Hypoventilation occurs when the relaxation of nerve and muscle functions during sleep may lead to under-ventilation (hypoventilation) causing carbon dioxide (CO2) levels to rise. For example, when you stand upright, the diaphragm moves down when you breathe in. When you lie down, the organs in your abdomen press against the diaphragm, and more strength is required for the diaphragm to move down during breathing.
To help cope with this problem, you may want to try to raise your head and shoulders during sleep. It is best to raise the whole torso by using blocks under bed 4" to 6" high, a wedge pillow 6-8" at its highest point, or a mechanical bed. If you do not have access to the best solutions, try putting two or more pillows under your head and shoulders until you do.
Obstructive sleep apnea and under-ventilation often occur together; therefore, nocturnal oximetry or a sleep study may be advised.
Excess Mucus and Secretions
In some people, excess mucus and secretions can build up to the point where they cannot be easily cleared by coughing. This is particularly the case first thing in the morning when secretions have built up during the night. If you experience this problem, ask your doctor for a referral to a physiotherapist or respiratory therapist to instruct you in methods to loosen secretions and bring them to the mouth to be spit out. One method of dealing with mucus and saliva build-up is suctioning. Suction equipment acts very much like a dentist's suction tube; it consists of a motor, collection bottle, tubing and catheters. However, some healthcare professionals believe suctioning may be counter-productive for persons with neuromuscular disorders. Talk to your respiratory therapist or respirologist about whether suctioning may be right for you, and if there is anything else you can do to reduce mucous build-up, such as assisted cough techniques, cough assist devices or use of medications such as Amitryptilline, Transderm V, Atropine, Glycopyrolate, and beta-blockers.

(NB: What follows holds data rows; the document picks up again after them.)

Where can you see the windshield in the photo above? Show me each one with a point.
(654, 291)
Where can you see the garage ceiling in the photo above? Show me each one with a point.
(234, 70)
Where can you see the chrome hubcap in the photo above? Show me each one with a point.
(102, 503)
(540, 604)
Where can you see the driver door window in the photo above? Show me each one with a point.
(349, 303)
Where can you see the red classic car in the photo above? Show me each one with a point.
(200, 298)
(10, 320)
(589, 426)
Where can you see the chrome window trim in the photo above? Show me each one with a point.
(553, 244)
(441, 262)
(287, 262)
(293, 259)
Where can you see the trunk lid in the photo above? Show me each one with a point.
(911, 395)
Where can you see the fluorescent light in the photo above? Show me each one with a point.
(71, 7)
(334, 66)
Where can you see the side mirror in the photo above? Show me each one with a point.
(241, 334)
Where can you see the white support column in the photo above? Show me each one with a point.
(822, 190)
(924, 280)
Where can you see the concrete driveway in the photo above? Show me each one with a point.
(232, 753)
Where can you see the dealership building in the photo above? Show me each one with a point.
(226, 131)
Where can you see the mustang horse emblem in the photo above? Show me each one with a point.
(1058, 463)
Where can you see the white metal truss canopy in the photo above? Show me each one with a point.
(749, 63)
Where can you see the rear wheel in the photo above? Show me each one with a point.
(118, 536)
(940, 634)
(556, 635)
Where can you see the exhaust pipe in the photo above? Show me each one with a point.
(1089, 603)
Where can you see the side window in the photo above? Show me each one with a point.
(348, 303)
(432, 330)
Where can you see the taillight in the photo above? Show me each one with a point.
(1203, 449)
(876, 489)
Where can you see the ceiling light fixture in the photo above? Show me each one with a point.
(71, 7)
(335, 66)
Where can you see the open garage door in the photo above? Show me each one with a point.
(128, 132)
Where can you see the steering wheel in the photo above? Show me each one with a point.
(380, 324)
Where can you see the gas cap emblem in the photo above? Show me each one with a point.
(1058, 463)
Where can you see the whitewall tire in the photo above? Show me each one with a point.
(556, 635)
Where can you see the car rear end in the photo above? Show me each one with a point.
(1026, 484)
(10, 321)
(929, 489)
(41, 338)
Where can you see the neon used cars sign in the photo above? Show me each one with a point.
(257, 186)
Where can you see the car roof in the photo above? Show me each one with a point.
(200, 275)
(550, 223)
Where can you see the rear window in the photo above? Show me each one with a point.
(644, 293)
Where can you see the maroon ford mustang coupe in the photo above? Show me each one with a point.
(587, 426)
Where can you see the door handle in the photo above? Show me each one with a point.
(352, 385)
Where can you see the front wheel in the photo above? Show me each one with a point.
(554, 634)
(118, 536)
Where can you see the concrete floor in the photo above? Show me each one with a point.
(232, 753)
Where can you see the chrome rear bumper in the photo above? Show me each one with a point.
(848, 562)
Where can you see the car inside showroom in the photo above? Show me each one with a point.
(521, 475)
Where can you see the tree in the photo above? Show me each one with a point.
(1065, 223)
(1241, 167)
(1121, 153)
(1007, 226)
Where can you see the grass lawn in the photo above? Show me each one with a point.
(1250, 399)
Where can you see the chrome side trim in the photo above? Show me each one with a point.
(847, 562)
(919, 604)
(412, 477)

During a cough, the diaphragm and additional muscles completely fill the lungs. Then, abdominal muscles and intercostal muscles between the ribs contract quickly generating a high pressure against a glottis (larynx) that is closed by force. The glottis is then suddenly opened and a very high velocity flow of air is pushed from the lungs and up the airway. Any mucus or food in one of the air passages is forced out as well. People with neuromuscular disorders have normal cough reflexes, but the muscles involved may be weakened and unable to produce a strong enough cough. You can strengthen your cough using techniques described in more detail on the web site of The Rehabilitation Centre in Ottawa. You will need to consult with a skilled professional to train you and your family.